La petite fille consolant la Mort

Magalie grelottait tout au fond de son lit, ses draps humides récoltaient la transpiration que son petit corps de 5 ans émanait. Sa fièvre venait de toucher des sommets improbables. Maman s’était assoupie sur une chaise à ses côtés, cela faisait plusieurs nuits qu’elle ne dormait pas pour veiller sur son petit ange. Le sommeil l’avait maintenant gagnée.

Et puis, divinement la douceur revenue, la chambre s’emplit de lumière, une lumière ouateuse comme si on pouvait la toucher. D’ailleurs Magalie jouait déjà à faire des vagues de lumière en agitant ses petites mains en l’air.
Quelqu’un était assis près de la fenêtre, Magalie ne se saisit pas de cette présence inattendue. Au contraire, elle lui dit :

– « Je t’attendais ! Je suis presque prête, je prépare ma valise et on peut y aller ! … Par contre, continua-t-elle, je ne comprend pas pourquoi tu es venue déguisée! ».

– « Comment vois-tu que je suis déguisée? » répondit l’étrange silhouette en levant la tête déconcertée.
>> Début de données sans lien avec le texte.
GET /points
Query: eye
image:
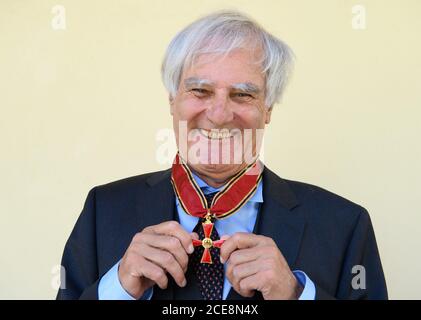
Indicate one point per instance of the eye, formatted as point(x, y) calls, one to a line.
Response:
point(199, 91)
point(243, 95)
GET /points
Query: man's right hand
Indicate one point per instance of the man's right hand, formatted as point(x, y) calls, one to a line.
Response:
point(152, 254)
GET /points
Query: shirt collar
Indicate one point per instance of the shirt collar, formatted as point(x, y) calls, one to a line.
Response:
point(257, 197)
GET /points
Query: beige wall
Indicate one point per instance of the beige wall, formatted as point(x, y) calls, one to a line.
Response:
point(81, 107)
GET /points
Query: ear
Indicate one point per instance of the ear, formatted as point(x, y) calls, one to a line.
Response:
point(171, 100)
point(268, 115)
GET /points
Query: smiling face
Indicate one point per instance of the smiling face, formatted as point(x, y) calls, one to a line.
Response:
point(220, 92)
– « J’avais cru que tu étais plus belle, cette capuche noire, ça ne te va pas du tout, c’est moche et… ça me fait peur… » dit Magalie d’un air soudainement dépité.
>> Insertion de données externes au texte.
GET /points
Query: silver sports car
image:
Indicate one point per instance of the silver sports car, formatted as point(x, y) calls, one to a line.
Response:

– « Ce déguisement est la représentation de vos croyances à vous les humains, murmura d’une douce voix l’être encapuchonné vêtu d’une longue robe noire, cette faux ne m’appartient pas non plus, elle appartient au regard cauchemardesque que vous portez sur moi… cependant vous ne me connaissez pas… ».

– « Moi je te connais » dit Magalie… « Mon grand-père m’a parlé de toi à l’hiver passé… J’étais assise près de lui, sur son lit, à jouer et se raconter des histoires lorsqu’il t’a vu… Il s’est mit à rire, il m’a dit qu’il te voyait et que tu étais bien plus belle que ce qu’il avait toujours imaginé, et il m’a prévenu que tu étais venue le chercher et à ce moment là avant de mourir il m’a fait une caresse sur la joue, là j’ai senti ce que j’ai compris être ton énergie… Depuis ce jour là je me réjouis de te rencontrer ! ».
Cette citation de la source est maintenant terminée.